At the same time, it’s not preachy or simplistic in the way most approaches to the subject matter are. Goi burrows so deeply into his characters’ lives and into the ways our mass media presents teenagers to us and to themselves – and the way they present themselves to each other online – that Megan is Missing transcends genre and form to become something wholly unique. Just as he isn’t interested in exploiting his characters or subject matter, Goi isn’t interested in exploiting the conventions of found-footage; his film doesn’t use the language of news reports, video diaries, and surveillance footage as much as it explores them, asking important questions about how we read their information and how we use it or abuse it – and how it can be used as a weapon in the hands of a psychopath.

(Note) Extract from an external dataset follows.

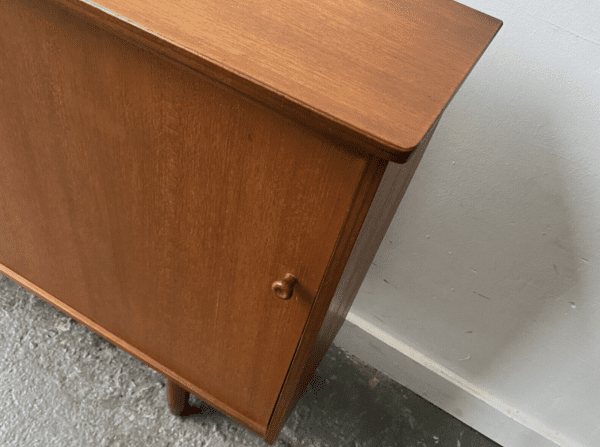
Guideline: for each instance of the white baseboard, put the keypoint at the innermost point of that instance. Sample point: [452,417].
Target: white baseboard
[468,403]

Goi’s background is in cinematography; he was the Emmy-nominated director of photography on several seasons of American Horror Story, among other notable films and TV series. He understands both horror and visual grammar inside and out, and synthesizes everything he knows in a deceptively simple low-budget package in Megan is Missing. It’s the kind of movie that has so much in common – on a purely superficial level – with lesser works that it’s easy to underestimate or dismiss, and it’s so harrowing and repellent at times that many viewers might want an excuse to dismiss it. Close examination, however, reveals a cinematic and moral intelligence at the film’s core that earns comparison with Michael Powell’s Peeping Tom and the best of Wes Craven – it combines savagery and sadness like no other movie I’ve ever seen.